Three Blind Mice (Mystery Telefilm)
Picture:
C+ Sound: C+ Extras: D Telefilm: C
In what
plays like an attempt to launch another TV detective franchise, Brian Dennehy
is Ed McBain’s Matthew Hope in Three
Blind Mice, a disappointing would- be mystery about three Vietnam teens who
have been brutally murdered. The twist
is that Hope knows a politician who threatened to kill them in Vietnamese on
news TV and automatically becomes the #1 suspect.
Of
course, he is arrested and Hope does not want to get involved, but the men had
brutally beaten and even tried raping his wife, so hope will reluctantly look
into it. And that is the problem. We have seen this all before and we know
there would not be a “mystery” (i.e., the “real” story to be uncovered) if it
were not a mystery film. The result is
something even more gutted-out than Murder,
She Wrote and as tired as Matlock. That’s too bad, because Brian Dennehy could
easily carry such a show.
One issue
is how the show uses race, then drags in Vietnam, almost to a degree to distance
us from and trivialize both for the sake of a mystery that never works. Even with Rosalind Chao, Jason Beghe and Mary
Stuart Masterson in the cast, this never comes together, and is loaded with
distractions that prove just how weak this mystery is.
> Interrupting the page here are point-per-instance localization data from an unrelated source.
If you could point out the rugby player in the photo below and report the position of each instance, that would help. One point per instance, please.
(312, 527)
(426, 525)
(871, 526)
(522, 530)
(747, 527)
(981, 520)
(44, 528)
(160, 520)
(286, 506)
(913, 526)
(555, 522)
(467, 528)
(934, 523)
The 90 minutes are stretched out pretty thin
as a result and director Christopher Leitch does not know how to compensate for
the many flaws.
The full
frame image is above average at best, with color consistency, but indecision
about what kind of camera style to use.
Sometimes, the shots are stable, others are shaky, and this often
happens in the same scene! Not
good. However, we’ve seen worse. The Dolby Digital 2.0 Stereo has minor Pro
Logic surrounds, but both it and its use of music vaporize quickly from
memory. There are no extras, but that is
no surprise, because the film itself does little. Three
Blind Mice involves a deck of cards, but never plays with a full deck.